Once unwilling to walk into a post office and mail a letter by himself, Tim goes with the family to school concerts, swim meets and church. The two younger Badaczewski boys, Eli, 8, and Nathan, 10, act as gentle border collies, making sure Tim stays with the group. The other children have their jobs, too. At mealtime, Madeline folds his hands to say grace. She is one of the few people Tim will hug. Luke, 12, gets up early in the mornings and makes Tim breakfast the way his father did, corn flakes and water. Caroline, 17, has popcorn ready for Tim and Madeline. Joseph, 21, the oldest and in college, shares his room with Tim.

A few weeks ago, Tim turned 50. Mrs. Badaczewski made pizza and a big chocolate-chip cookie. The children surrounded him and sang "Happy Birthday."

Tim's sisters, Linda and Sarah, came to visit him recently for the first time. He was sitting comfortably in his chair, watching TV. They were surprised at how well he had adapted. "It was like he went from just being with my father to a household full of people. He seems so happy and content," said Mrs. Banal.

Mrs. Biegenwald is compiling a scrapbook for her brother, with photos of Tim and his parents on summer vacations to Yellowstone. She gave him the afghan of brightly colored squares that their mother had crocheted. It's draped over his chair. Sitting next to him is a small framed photo of his father in a blue flannel shirt.

Tim's sisters are happy the transition has gone smoothly and wish it were a permanent solution, but it isn't. Mrs. Badaczewski is not sure how long she can keep Tim. Two men who suffered brain damage in their youth live with the family permanently. To add a third would require special licensing and zoning. Until some other arrangement can be found by his case manager, she says, Tim is welcome.

In the meantime, Tim is learning to do more on his own. He gets his own glass of water. "We're working to get him to pass out napkins at the table," says Mrs. Badaczewski and to say "please" and "thank you" with regularity.

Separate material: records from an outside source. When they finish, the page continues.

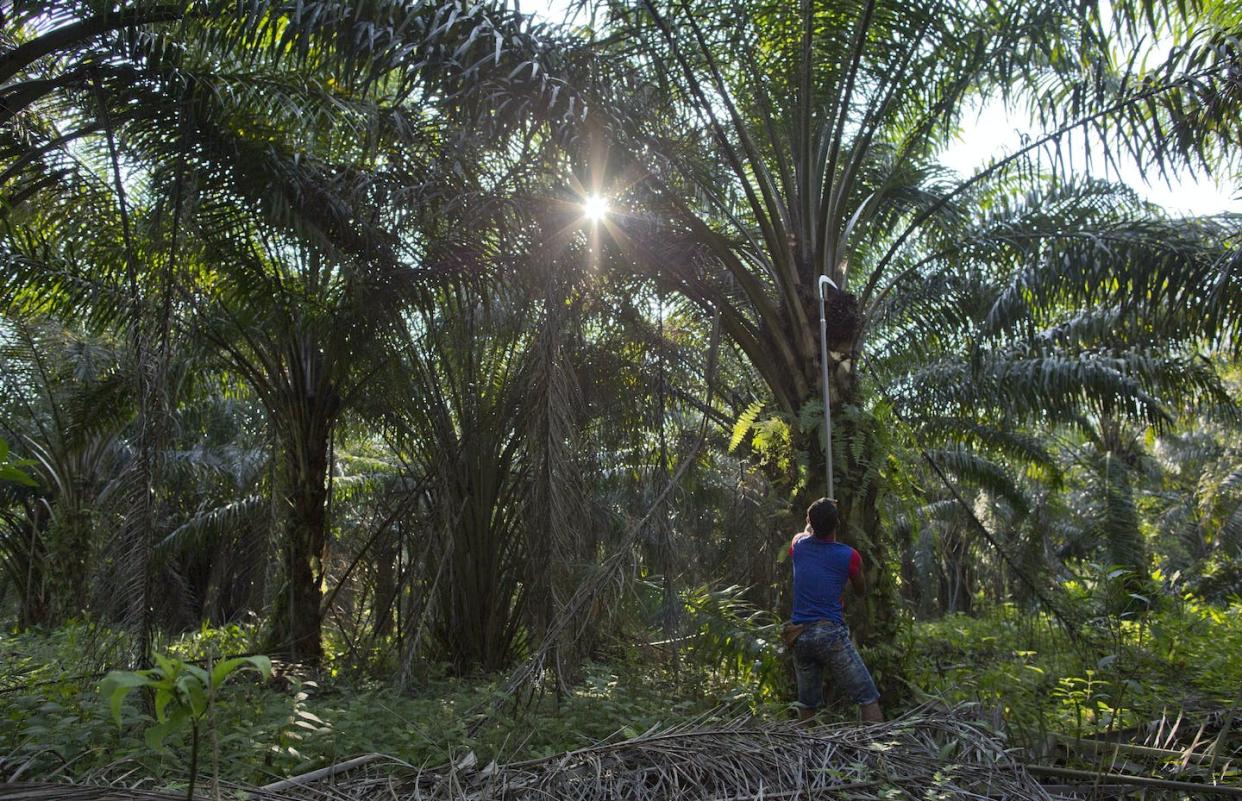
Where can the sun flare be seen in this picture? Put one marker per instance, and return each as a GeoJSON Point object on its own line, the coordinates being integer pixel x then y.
{"type": "Point", "coordinates": [595, 208]}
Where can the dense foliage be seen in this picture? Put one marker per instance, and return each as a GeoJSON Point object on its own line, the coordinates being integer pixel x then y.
{"type": "Point", "coordinates": [308, 350]}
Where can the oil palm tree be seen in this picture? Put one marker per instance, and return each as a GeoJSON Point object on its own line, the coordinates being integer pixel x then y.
{"type": "Point", "coordinates": [266, 168]}
{"type": "Point", "coordinates": [796, 140]}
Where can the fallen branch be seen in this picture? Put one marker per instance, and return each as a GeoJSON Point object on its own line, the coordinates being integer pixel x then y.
{"type": "Point", "coordinates": [1088, 776]}
{"type": "Point", "coordinates": [323, 773]}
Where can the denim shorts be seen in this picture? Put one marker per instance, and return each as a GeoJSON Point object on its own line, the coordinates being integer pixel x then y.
{"type": "Point", "coordinates": [827, 645]}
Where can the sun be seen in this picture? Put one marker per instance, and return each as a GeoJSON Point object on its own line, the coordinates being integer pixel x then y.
{"type": "Point", "coordinates": [595, 208]}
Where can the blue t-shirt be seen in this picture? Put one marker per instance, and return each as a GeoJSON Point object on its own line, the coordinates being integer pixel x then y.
{"type": "Point", "coordinates": [821, 570]}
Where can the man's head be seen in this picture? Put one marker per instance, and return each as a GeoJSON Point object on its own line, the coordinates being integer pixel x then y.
{"type": "Point", "coordinates": [824, 517]}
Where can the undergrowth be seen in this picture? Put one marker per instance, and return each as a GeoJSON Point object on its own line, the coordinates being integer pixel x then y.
{"type": "Point", "coordinates": [1115, 672]}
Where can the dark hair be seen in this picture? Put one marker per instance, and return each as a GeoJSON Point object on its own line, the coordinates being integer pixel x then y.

When he wanted an oatmeal bar, Mrs. Badaczewski asked him what he should say, hoping to elicit a "please."

Tim responded, "Come here, cookie."
 
I ran out of tissues and I am now using my shirt. What a beautiful article.:sad1:
 
For many years, before I went back to basic research, I worked as the behavioral consultant at ARC group homes in several states. One of the most difficult times was taking in a new client due to a death of a parent, but it was also hard havinga client move when the parents knew they could no longer care for their child. I was fortunate to work in only the best specialized group homes full of caring and loving staff. The residents functioned like a family- and they were! I still write postcards to many of them 15 years later.

I now know as a parent of a "typical" 16 year old how difficult it is to let her grow up, and how hard letting go is. I am also the parent of a newly diagnosed hard of hearing child, and am only starting the road of IEP's and fighting with various school staff. I can only imagine how hard it must be to let a special needs child into another's care- after all those years of protecting and fighting when no one else would. But, I can tell you the great joy that many of my clients had as they became increasingly self sufficient and blended in with their new family! I can also say I genuinely loved my clients (was ready to strangle them now and again, just like my own kids, but really loved them).

Remember when you had sex ed or child psychology how easy "having babies" all seemed! Maybe it was better we weren't warned about the trials and tribulations, or the world might be a whole lot less populated!!! Somehow, this hard stuff wasn't in the book (then again, no one ever told me how much love you could have for another human being!).
 
Thanks for the update.
I thought it might be depressing, so I put off reading it for a while. I'm glad to hear more about the situation though.
 
Wow, that was really moving. Thanks for sharing it.